Learning – The Way Forward

Separating out the impact of interventions aiming to prevent malnutrition and those that specifically target SAM might not be possible. Nevertheless, it is important to keep in mind that there are some populations that are particularly vulnerable to acute malnutrition. Programmes aiming to prevent malnutrition in these populations, therefore, need to be a mix of both nutrition-specific interventions to address acute malnutrition, as well as work synergistically with other nutrition-sensitive activities to tackle the underlying causes and reduce future vulnerability.

Health promotion, BCC and CM strategies alone could not solve all the issues impacting community health. Even if the community is fully motivated and willing to change, if the physical possibilities for that positive change are not present, no change will occur. Behavioural change takes place more easily and rapidly when target groups, however small, become involved in analysing information, discussing its relevance to their particular situation, internalising it and making decisions to take action. Any attempt to make communication a part of development and enable people to change their behaviour depends on democratic practices among the decision makers and facilitators.

Promoting positive social behavioural change is a complex process requiring a thorough understanding of what motivates people to adopt or resist new behaviours. BCC and CM approaches recognised that presenting facts alone does not guarantee behavioural change. Individuals are greatly influenced not only by their own knowledge about issues but also by social pressures exerted by their peers and the larger community including cultural and societal norms and policies. BCC strategies were therefore designed to accommodate the stage of behaviour adoption of an individual and to impart knowledge and skills and provide psychosocial support that individuals need to initiate and sustain change at every stage of BCC process.

Conclusion

The primary focus of this project was both nutrition-specific and nutrition-sensitive factors. As mentioned in the above sections, malnutrition is a multi-dimensional and an inter-generational issue. Rising malnutrition is not only a health crisis but also a ticking economic bomb.
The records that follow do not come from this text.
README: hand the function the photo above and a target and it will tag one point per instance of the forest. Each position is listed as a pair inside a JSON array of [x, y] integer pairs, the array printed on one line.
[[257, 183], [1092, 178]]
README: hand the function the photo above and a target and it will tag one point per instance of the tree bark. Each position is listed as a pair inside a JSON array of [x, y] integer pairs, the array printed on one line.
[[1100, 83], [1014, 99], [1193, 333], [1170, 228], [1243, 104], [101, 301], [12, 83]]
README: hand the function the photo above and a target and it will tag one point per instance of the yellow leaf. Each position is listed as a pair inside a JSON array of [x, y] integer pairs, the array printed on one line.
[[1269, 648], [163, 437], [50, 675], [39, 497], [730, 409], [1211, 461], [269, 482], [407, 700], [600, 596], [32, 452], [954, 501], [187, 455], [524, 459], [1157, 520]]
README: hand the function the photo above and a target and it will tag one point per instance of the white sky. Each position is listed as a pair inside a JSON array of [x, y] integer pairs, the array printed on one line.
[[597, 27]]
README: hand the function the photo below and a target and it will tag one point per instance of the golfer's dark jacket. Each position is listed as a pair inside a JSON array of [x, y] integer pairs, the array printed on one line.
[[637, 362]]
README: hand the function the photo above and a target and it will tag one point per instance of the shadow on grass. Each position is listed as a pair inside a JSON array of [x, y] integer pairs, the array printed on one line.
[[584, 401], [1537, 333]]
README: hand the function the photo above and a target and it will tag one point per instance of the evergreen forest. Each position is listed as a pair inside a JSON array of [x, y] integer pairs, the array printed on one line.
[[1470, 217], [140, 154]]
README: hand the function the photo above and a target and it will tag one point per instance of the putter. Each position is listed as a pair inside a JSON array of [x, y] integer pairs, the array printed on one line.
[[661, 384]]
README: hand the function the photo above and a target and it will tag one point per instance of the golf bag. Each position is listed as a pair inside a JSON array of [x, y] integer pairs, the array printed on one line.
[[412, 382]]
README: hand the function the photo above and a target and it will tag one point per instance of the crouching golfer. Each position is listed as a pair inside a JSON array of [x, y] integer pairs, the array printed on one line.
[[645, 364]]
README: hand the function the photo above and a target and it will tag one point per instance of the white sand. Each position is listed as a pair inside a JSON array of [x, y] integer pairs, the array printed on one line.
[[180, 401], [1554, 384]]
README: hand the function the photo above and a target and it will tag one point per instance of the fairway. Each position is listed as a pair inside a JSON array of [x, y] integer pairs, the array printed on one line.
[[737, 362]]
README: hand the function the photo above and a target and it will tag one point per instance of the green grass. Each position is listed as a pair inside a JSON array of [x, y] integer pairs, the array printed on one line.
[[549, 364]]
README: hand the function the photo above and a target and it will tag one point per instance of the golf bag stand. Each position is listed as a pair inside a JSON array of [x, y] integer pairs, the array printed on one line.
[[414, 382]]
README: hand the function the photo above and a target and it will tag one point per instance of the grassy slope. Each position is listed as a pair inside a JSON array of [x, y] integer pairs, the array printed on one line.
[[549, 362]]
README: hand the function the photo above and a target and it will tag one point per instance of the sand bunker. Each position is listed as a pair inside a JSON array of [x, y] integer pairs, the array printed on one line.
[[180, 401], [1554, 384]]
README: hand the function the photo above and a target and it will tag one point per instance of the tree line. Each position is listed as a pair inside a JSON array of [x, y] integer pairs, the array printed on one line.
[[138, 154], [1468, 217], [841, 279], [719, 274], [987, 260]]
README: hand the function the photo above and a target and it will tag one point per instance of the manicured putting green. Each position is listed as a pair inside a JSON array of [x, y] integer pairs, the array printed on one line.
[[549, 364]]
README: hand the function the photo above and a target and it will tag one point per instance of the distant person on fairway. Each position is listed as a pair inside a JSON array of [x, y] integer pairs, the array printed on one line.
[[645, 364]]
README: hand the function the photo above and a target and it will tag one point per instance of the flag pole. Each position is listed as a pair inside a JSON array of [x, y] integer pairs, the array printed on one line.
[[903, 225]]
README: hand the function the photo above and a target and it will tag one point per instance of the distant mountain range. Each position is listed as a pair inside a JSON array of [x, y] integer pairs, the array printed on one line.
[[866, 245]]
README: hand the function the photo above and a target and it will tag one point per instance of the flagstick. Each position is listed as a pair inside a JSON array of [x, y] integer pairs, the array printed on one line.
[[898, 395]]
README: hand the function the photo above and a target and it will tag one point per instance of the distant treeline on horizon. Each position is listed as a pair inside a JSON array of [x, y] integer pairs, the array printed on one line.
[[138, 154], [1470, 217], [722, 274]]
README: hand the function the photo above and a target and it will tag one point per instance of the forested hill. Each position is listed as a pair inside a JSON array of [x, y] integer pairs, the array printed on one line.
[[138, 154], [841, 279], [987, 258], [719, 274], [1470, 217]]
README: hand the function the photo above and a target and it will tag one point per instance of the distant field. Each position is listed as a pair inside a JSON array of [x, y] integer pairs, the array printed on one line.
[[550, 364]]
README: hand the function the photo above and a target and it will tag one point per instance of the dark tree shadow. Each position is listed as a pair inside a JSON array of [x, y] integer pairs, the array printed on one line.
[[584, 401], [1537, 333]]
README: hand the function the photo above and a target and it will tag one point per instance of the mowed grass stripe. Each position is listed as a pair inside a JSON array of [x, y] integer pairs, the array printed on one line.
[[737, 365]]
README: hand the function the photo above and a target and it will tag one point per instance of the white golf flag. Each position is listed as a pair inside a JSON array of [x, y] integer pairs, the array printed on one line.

In summary, it was noted that a combination of nutrition-specific and nutrition-sensitive strategies is an effective approach to prevent undernutrition. Post-evaluation of the project interventions concluded that nutrition-sensitive programmes can help scale up nutrition-specific interventions and create a stimulating environment in which young children can grow and develop to their full potential.

Furthermore, post-evaluation of the interventions and project objectives and aims proved that the project was successful in providing health awareness to the tribal village residents. The project was successful in both mitigating the extent and severity of malnutrition among mothers, pregnant and lactating women and children under the age of 5 via behaviour change communication and community mobilisation. The project ensured formal health information and knowledge dissemination and improved health and hygiene literacy and increased the awareness levels for malnutrition and malnutrition prevention among adolescent children via interpersonal communication, among others.

Lastly, there is a lot of scope to work on a large number of factors that lead to chronic malnutrition among the vulnerable sections of the society in the most backward tribal/rural areas of our country. This could be done via formulating specific and targeted project designs and interventions to directly or indirectly address a myriad of critical conventional and non-conventional factors to curb malnutrition in the resource-poor regions of the country.